While wages have begun to rebound, the median income for Riverside County is still $5,524 below its 2007 level. As wages have dropped, rent continues to rise. Median rental costs in Riverside County increased $756 in the same amount of time.
The amount of people paying over half of their income on rent in Riverside County is rising faster than other southern California counties, increasing 20.1 percent since 2007.
In 2012, rental vacancy rates in the City of Riverside fell precipitously -- falling some 53 percent, from 9.9 percent to 4.7 percent.

The report calls for several recommendations, including restored Section 8 funding, targeted homeless Veterans assistance, and increased housing counseling.

Analyzing the cause of the change, the report also determined that rents are partially rising because purchasing a home has become much more difficult for non-investors, who must finance the home and are subjected to tighter credit markets. Investors are more attractive to sellers because they are able to pay with cash.

The rise of large investor purchases has also seen an increase in poor upkeep and a lack in responsiveness by investor landlords to their tenants.

Private equity firms and real estate investment trusts, including The Blackstone Group, have purchased nearly 200,000 homes across the United States in communities hit hardest by the mortgage crisis, such as Riverside, Phoenix, Tampa, Sacramento, Atlanta, Los Angeles and Las Vegas. Homes in these communities were the easiest to purchase at fire-sale prices. The report released by Takano addresses the danger of rental backed securities saying, "According to a recent report by the Federal Reserve, this type of, "investor activity may pose risks to local housing markets if investors have difficulties managing such large stocks of rental properties or fail to adequately maintain their homes. Such behavior could lower the quality of the neighborhoods in which investors own rental properties.'"

"Additionally, it's unclear how these new financial products could react to a downturn. If vacancy rates rise or renters are unable to pay their rent, Blackstone and others may be forced to sell off vast amounts of property to make their investors whole. Selling a large amount of properties quickly would not only deprive renters of their home, but destabilize the market for homebuyers and send housing prices into a freefall."

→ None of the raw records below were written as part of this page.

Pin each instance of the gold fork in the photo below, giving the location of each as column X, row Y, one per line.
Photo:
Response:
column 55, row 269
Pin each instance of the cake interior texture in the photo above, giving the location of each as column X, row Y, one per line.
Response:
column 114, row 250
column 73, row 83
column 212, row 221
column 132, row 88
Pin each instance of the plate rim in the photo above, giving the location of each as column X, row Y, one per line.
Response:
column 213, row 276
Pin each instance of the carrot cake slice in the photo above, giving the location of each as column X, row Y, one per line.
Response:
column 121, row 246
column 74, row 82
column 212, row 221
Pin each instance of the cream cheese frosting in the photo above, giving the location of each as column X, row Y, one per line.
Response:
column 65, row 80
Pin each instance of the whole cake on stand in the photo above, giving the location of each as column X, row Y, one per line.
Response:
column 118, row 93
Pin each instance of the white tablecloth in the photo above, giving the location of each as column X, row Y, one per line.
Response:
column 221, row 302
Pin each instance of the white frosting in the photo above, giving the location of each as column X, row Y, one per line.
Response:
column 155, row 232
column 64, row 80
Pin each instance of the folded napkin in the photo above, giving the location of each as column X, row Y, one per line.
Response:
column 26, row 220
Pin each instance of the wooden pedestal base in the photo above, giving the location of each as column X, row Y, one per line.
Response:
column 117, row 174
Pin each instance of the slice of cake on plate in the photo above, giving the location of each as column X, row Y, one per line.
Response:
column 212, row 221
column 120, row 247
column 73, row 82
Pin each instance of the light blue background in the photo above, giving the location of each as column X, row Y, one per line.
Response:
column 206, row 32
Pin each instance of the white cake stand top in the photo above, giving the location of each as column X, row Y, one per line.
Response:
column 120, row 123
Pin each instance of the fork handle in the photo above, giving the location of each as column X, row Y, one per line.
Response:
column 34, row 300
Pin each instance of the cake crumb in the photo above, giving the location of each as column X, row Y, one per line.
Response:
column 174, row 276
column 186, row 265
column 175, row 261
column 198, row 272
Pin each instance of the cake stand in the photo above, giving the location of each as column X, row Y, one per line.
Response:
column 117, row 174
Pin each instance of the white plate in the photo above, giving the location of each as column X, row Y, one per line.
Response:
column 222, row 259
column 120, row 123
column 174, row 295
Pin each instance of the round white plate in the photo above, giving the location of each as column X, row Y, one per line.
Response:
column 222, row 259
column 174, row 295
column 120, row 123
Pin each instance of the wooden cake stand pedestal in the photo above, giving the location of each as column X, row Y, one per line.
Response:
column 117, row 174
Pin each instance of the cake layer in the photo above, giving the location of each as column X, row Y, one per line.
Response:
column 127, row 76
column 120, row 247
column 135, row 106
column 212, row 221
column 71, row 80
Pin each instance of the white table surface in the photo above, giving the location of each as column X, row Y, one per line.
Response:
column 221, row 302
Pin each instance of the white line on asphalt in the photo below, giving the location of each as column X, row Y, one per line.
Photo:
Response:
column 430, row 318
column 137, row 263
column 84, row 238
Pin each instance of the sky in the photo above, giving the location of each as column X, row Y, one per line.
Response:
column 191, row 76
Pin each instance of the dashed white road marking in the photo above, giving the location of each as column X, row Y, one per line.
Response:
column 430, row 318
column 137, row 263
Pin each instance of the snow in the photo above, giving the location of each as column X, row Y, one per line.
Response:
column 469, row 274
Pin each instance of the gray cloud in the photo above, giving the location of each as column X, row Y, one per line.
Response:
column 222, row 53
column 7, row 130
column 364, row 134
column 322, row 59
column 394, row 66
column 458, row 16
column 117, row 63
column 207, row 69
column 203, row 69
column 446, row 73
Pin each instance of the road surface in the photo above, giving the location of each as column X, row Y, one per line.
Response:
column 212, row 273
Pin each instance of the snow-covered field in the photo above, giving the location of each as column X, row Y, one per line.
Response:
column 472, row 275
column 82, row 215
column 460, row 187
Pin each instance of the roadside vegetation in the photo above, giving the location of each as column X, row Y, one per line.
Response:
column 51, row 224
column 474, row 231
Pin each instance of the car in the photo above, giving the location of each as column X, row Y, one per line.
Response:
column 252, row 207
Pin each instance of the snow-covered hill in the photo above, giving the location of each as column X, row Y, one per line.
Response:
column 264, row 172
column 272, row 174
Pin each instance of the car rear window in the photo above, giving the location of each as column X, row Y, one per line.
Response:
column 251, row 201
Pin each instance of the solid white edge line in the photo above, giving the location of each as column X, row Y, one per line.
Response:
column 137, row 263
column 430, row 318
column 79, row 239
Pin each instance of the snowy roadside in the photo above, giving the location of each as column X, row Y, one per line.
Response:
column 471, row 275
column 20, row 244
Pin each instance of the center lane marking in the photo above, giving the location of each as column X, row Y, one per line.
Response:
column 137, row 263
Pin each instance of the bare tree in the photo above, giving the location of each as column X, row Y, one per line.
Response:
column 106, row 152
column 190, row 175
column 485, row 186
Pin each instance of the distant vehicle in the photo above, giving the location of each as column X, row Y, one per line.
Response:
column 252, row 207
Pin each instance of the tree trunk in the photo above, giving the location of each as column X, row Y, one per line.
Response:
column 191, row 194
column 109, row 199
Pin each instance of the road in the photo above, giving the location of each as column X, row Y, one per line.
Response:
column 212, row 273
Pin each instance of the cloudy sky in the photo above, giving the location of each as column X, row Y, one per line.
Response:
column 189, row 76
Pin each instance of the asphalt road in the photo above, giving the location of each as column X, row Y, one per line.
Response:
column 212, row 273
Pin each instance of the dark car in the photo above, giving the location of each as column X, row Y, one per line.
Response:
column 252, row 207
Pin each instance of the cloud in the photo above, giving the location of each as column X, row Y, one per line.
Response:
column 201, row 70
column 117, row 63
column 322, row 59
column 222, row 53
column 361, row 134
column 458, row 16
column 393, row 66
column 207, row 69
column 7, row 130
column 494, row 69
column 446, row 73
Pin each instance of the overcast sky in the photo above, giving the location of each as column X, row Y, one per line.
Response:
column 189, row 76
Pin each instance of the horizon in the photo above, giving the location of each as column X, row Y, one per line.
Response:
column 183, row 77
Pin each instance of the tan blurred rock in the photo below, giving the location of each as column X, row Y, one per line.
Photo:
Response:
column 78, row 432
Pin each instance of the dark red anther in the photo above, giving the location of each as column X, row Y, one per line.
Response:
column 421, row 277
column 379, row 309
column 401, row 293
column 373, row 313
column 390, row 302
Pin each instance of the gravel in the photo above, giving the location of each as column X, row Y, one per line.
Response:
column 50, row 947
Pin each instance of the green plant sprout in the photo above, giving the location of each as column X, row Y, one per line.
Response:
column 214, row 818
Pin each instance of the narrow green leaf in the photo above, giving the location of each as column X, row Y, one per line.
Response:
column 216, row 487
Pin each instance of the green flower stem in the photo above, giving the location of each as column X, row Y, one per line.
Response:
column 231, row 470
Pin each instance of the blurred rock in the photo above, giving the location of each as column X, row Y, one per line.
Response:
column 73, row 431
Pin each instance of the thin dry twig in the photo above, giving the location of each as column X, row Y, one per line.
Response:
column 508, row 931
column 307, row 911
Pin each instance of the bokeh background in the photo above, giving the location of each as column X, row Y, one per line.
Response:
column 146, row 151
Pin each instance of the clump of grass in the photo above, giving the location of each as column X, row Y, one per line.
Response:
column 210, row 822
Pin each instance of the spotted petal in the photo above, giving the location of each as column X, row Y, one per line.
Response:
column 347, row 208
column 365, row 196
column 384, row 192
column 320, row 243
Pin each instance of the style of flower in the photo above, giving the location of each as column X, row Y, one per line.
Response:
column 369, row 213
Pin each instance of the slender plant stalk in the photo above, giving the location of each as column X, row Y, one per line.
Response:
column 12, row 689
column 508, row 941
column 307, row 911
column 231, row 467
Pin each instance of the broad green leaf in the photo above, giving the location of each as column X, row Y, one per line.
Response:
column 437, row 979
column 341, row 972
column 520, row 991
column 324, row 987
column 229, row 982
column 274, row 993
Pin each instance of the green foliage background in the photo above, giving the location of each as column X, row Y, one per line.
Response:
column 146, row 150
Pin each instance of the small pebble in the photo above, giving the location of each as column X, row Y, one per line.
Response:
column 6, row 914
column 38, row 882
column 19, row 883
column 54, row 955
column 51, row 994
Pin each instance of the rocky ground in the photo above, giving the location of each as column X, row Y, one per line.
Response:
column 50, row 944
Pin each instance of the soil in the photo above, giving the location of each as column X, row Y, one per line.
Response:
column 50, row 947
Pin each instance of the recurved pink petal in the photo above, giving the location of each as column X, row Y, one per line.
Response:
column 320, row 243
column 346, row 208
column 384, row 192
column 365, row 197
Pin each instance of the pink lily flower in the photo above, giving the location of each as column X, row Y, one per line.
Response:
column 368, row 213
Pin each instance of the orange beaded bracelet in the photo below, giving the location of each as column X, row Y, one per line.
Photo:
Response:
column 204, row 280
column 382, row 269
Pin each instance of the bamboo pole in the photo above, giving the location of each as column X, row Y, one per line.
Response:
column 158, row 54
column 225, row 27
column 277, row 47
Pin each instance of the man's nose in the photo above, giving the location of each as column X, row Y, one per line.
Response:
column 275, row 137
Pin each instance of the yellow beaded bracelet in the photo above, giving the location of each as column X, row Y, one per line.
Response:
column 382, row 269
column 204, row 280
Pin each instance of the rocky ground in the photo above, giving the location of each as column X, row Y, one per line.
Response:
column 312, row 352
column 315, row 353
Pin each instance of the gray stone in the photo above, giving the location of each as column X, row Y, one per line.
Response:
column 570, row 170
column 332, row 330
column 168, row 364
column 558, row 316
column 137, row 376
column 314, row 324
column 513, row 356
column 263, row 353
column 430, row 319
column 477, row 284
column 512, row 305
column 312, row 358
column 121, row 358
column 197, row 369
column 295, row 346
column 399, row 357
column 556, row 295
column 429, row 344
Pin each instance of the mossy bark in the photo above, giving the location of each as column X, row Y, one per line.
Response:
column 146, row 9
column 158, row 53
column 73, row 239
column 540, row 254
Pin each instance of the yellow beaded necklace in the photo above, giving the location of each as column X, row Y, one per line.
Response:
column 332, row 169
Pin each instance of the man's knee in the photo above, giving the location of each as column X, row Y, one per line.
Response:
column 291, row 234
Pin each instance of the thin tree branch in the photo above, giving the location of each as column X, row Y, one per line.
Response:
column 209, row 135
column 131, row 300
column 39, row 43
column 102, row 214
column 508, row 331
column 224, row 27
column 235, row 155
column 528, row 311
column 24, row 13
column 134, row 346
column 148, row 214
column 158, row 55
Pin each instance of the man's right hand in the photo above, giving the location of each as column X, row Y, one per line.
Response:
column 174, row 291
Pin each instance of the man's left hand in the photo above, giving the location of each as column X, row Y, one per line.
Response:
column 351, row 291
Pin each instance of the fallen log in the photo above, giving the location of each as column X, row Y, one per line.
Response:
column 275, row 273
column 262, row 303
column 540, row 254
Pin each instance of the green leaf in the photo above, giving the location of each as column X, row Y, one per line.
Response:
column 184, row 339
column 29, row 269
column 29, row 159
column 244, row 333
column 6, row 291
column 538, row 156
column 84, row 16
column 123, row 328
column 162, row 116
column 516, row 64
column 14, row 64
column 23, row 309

Representative Takano sent a letter today to the House Financial Services Committee requesting hearings on the rise of investor owned properties and the single-family rental backed securities saying, "The Financial Services Committee can help resolve unanswered questions about these new bonds and the impact they may have on the housing market. Proper oversight of new financial innovations is key to ensuring we don't go down the same road of the unchecked sub-prime mortgage backed security, and create an unsustainable bubble that will wreak havoc when it bursts."